Fabrizio Tassinari: Mare Europaeum: Baltic Sea Region Security and Cooperation from Post-Wall to Post-Enlargement Europe, Copenhagen, Univ. of Copenhagen, 2004, 343pp.

Abstract
Mare Europaeum explores the development of regional cooperation in the Baltic Sea area from the end of the Cold War to present, and envisages a post-European Union (EU) and NATO enlargements scenario within the wider European framework of security and cooperation. The analysis is carried out through the study of security interdependence.
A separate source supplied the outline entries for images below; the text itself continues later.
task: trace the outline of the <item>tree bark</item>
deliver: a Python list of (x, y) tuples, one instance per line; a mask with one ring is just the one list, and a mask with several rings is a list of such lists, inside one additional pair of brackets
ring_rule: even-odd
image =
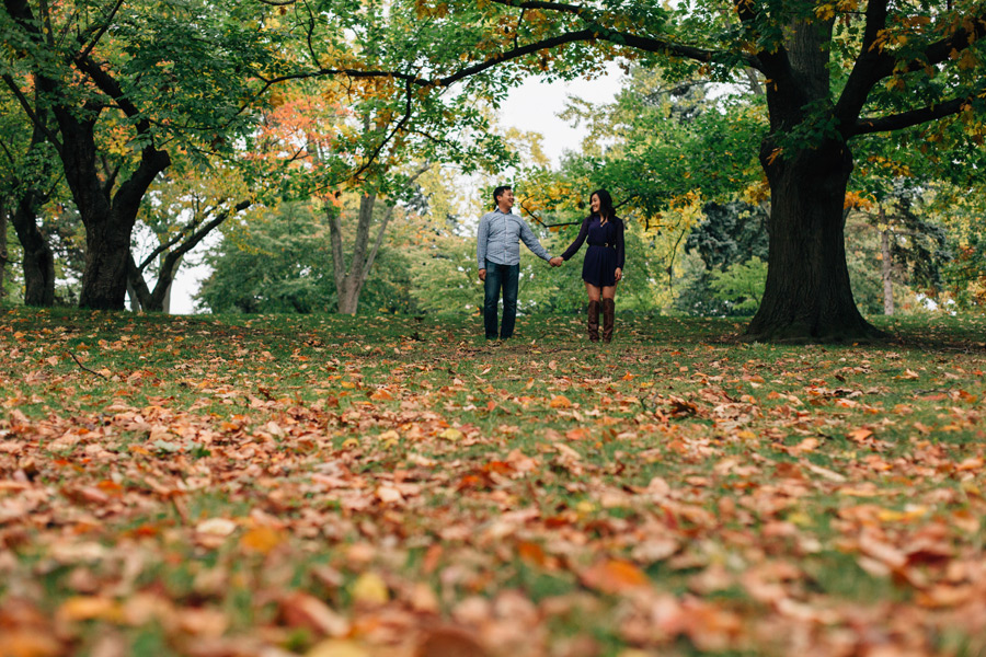
[[(769, 157), (761, 153), (761, 160)], [(846, 265), (848, 148), (834, 141), (765, 162), (765, 169), (771, 188), (767, 285), (746, 337), (828, 342), (874, 336), (852, 299)]]
[[(372, 263), (366, 258), (366, 247), (369, 243), (370, 222), (374, 218), (374, 206), (377, 203), (377, 193), (364, 194), (359, 199), (359, 216), (356, 222), (356, 240), (353, 243), (353, 257), (349, 260), (348, 270), (345, 266), (342, 250), (342, 229), (339, 226), (339, 212), (330, 212), (330, 234), (332, 240), (333, 273), (335, 275), (335, 293), (340, 314), (355, 315), (359, 308), (359, 293)], [(332, 227), (334, 222), (334, 228)], [(386, 224), (385, 224), (386, 228)], [(339, 247), (336, 249), (336, 239)], [(376, 254), (376, 249), (374, 249)], [(340, 266), (341, 265), (341, 266)]]
[(37, 200), (34, 192), (21, 196), (11, 223), (24, 250), (24, 304), (50, 308), (55, 304), (55, 255), (37, 227)]
[[(760, 164), (770, 184), (770, 251), (750, 341), (830, 342), (879, 332), (859, 313), (846, 265), (844, 206), (852, 154), (827, 130), (832, 23), (798, 22), (786, 46), (763, 54), (768, 77), (770, 134)], [(818, 126), (816, 128), (816, 126)], [(804, 128), (812, 128), (804, 130)], [(795, 131), (803, 137), (793, 137)]]
[(890, 247), (891, 229), (886, 223), (886, 212), (880, 206), (880, 274), (883, 277), (883, 314), (894, 314), (893, 254)]
[[(196, 219), (191, 224), (186, 226), (179, 235), (158, 246), (139, 265), (134, 260), (134, 254), (128, 251), (127, 287), (130, 291), (131, 302), (134, 299), (137, 301), (136, 308), (150, 312), (170, 312), (171, 287), (174, 284), (174, 277), (177, 275), (179, 267), (182, 264), (182, 258), (206, 239), (213, 230), (226, 221), (231, 214), (245, 210), (252, 203), (252, 200), (241, 200), (233, 206), (232, 210), (221, 210), (209, 221), (202, 224), (199, 224), (200, 219)], [(144, 279), (144, 272), (156, 257), (160, 258), (160, 268), (158, 270), (158, 280), (154, 283), (154, 289), (151, 290)]]
[(112, 178), (101, 181), (96, 166), (94, 119), (80, 120), (66, 107), (54, 111), (62, 136), (66, 181), (85, 227), (85, 267), (79, 307), (123, 310), (127, 261), (137, 211), (154, 177), (171, 164), (164, 151), (147, 146), (130, 176), (111, 196)]
[(7, 297), (7, 288), (3, 279), (7, 275), (7, 263), (10, 262), (10, 252), (7, 250), (7, 204), (0, 196), (0, 301)]

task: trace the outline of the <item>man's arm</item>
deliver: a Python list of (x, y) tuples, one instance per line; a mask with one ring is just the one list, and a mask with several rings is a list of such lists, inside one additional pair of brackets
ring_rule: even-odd
[(530, 252), (539, 258), (550, 262), (551, 254), (541, 246), (537, 235), (535, 235), (534, 231), (530, 230), (530, 227), (527, 226), (527, 221), (524, 221), (523, 219), (518, 219), (518, 221), (520, 223), (520, 241), (524, 242), (524, 245), (530, 249)]
[(483, 215), (480, 219), (479, 233), (475, 237), (475, 264), (480, 272), (480, 279), (486, 274), (486, 242), (490, 239), (490, 219)]

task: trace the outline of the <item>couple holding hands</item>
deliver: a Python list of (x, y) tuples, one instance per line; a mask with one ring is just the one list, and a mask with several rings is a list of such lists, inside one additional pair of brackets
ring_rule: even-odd
[(485, 285), (483, 323), (486, 339), (495, 339), (496, 307), (503, 293), (501, 339), (514, 334), (517, 316), (517, 288), (520, 278), (520, 242), (538, 257), (560, 267), (588, 240), (582, 265), (582, 279), (588, 295), (588, 338), (599, 341), (599, 314), (603, 315), (603, 342), (612, 339), (616, 313), (616, 287), (623, 277), (623, 221), (612, 209), (612, 197), (606, 189), (597, 189), (589, 197), (592, 214), (582, 221), (578, 237), (561, 255), (551, 255), (541, 246), (527, 222), (514, 215), (514, 192), (508, 185), (493, 192), (496, 206), (480, 219), (477, 240), (479, 276)]

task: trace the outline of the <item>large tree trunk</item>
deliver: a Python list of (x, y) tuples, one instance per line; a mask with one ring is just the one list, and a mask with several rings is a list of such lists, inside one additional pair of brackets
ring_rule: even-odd
[(872, 335), (852, 299), (844, 241), (846, 185), (852, 159), (832, 141), (791, 158), (767, 145), (770, 255), (749, 339), (833, 341)]
[(24, 250), (24, 303), (49, 308), (55, 303), (55, 255), (37, 227), (36, 206), (35, 194), (27, 192), (18, 200), (11, 222)]
[(777, 77), (767, 84), (770, 134), (760, 146), (760, 164), (770, 184), (770, 254), (764, 299), (747, 339), (827, 342), (879, 334), (856, 308), (846, 265), (844, 206), (852, 154), (845, 138), (825, 125), (832, 25), (793, 23), (787, 51), (768, 62)]

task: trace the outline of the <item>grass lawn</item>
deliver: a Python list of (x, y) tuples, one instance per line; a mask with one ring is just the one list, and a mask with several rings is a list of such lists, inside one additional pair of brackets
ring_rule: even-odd
[(986, 320), (0, 309), (0, 655), (986, 655)]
A theoretical framework denominated 'critical Region Building Approach' is developed to explain actor-based regional cooperation through the analysis of regional security. Based on this framwork, the case of the Baltic Sea is analysed in three phases. The first phase, which dates from 1989 to the early 1990s, interprets the rise of the regional cooperation. The second phase spans from the 1990s to the enlargements in 2004 and focuses on states foreign policies and on security policies ongoing at the European level. The third phase lays out the post-enlargement scenario and envisages cooperation as being based upon a number on non-military security sectors, particularly the environment, civil security questions, and the regional economy.
Lastly, it is discussed that which this regional experience can suggest to European security, with special reference to the relations between the enlarged EU and its neighbours, and to EU-Russia strategic partnership.